En las primeras ruedas de mayo, el crawling peg viajó a un ritmo anualizado de 55% en promedio, según cálculos de la consultora Cohen, alrededor de 5 puntos por debajo de lo que había tocado en abril. “Esto se debe a que nos encontramos en un mes donde –históricamente– las liquidaciones del agro suelen ser de las más altas del año”, aclararon los analistas.

“Las tasas implícitas mostraron un ajuste promedio del 7,2%, siendo los meses de agosto y septiembre los de mayor ajuste (-11,5% y -9,9% respectivamente)”, estimaron en Cohen. “De esta manera, las implícitas pasan de un rango de 59%- 67% en el último viernes de abril a otro de 54%- 62% la semana pasada– sin contemplar los contratos de mayo–”, remarcaron.

En línea con estos cálculos, Javier Casabal, estratega de renta fija de Adcap, aseguró en diálogo con Ámbito que la merma de tasas implícitas expresa que el mercado “dejó de descontar un salto cambiario en el corto plazo”. Según el analista, los instrumentos que empiezan a ganar más terreno son los títulos que ajustan por CER, debido a la alta inflación. De hecho, una importante administradora de fondos le dijo la semana pasada a Ámbito que sólo le interesaban las colocaciones CER y a corto plazo.

En los despachos oficiales hacen las mismas cuentas. Explican que, cuando el mercado deja de esperar un salto devaluatorio, la tasa de los futuros de Rofex se asemeja a la tasa de rendimientos de los pesos. Esto ayudó al Banco Central esta semana, que tuvo menos presión para retocar al alza las tasas. ¿Contra qué buscan dar una señal de rendimiento real positivo?

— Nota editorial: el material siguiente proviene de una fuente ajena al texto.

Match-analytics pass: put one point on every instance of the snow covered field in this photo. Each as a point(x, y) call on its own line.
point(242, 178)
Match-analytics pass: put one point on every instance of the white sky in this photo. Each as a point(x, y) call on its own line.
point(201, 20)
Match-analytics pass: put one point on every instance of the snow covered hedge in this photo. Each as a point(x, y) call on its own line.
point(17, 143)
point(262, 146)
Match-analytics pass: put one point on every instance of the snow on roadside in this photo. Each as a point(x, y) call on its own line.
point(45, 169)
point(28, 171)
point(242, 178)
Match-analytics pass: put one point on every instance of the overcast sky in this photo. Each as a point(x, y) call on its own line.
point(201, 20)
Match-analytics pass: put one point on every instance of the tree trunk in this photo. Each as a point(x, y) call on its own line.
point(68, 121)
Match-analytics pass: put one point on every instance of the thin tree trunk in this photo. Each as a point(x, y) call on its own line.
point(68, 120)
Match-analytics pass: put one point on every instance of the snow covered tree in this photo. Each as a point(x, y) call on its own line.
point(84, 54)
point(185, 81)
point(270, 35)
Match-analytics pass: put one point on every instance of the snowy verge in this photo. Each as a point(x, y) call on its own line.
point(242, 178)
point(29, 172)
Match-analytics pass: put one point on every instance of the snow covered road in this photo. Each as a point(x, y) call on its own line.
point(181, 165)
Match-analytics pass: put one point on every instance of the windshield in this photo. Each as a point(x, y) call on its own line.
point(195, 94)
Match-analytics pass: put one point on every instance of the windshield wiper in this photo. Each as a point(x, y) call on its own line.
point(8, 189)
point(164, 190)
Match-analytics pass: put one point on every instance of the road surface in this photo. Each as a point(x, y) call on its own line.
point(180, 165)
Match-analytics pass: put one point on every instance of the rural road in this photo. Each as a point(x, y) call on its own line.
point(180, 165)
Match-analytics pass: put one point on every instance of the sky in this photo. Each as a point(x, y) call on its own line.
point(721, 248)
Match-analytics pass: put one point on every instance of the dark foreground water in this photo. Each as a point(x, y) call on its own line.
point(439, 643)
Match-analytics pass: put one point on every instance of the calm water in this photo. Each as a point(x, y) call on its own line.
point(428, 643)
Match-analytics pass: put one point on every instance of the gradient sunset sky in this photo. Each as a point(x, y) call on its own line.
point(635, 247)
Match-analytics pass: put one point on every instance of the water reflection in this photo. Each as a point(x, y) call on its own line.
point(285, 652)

En el Gobierno admiten que tanto el dólar como las tasas no pueden seguir de manera lineal la evolución mensual de la inflación, sino que tienen puesta la mira en el mediano plazo. En el caso de los rendimientos en moneda local, buscan que la tasa efectiva anual tenga alguna similitud con el ritmo de inflación anualizada.

A mediados de esta semana, las tasas implícitas volvieron a subir un poco, debido a que entre martes y jueves “volvieron a devaluar un poco más”, dice Casabal. “Liquidaron menos los exportadores y las compras del central, que venían cerca de 100 millones por día, cayeron a 5 millones el martes y vendieron 20 millones el miércoles”, apuntó el analista.

La estrategia cambiaria, dice Casabal, tiene algunos riesgos. Sobre todo por el tipo de “incentivos” que se dan a los agentes económicos. Si todo el mundo asume que el dólar mañana va a estar más caro que hoy, eso provoca dos efectos -dice Casabal-: por un lado desalienta exportaciones, porque el tipo de cambio de un día es peor que el de los subsiguientes; y por otro lado estimula el adelanto de importaciones. Eso, dice el analista, aprieta sobre la acumulación de reservas, un objetivo fundamental para construir la fortaleza de la economía doméstica y una de las metas “cuantitativas” del acuerdo con el FMI.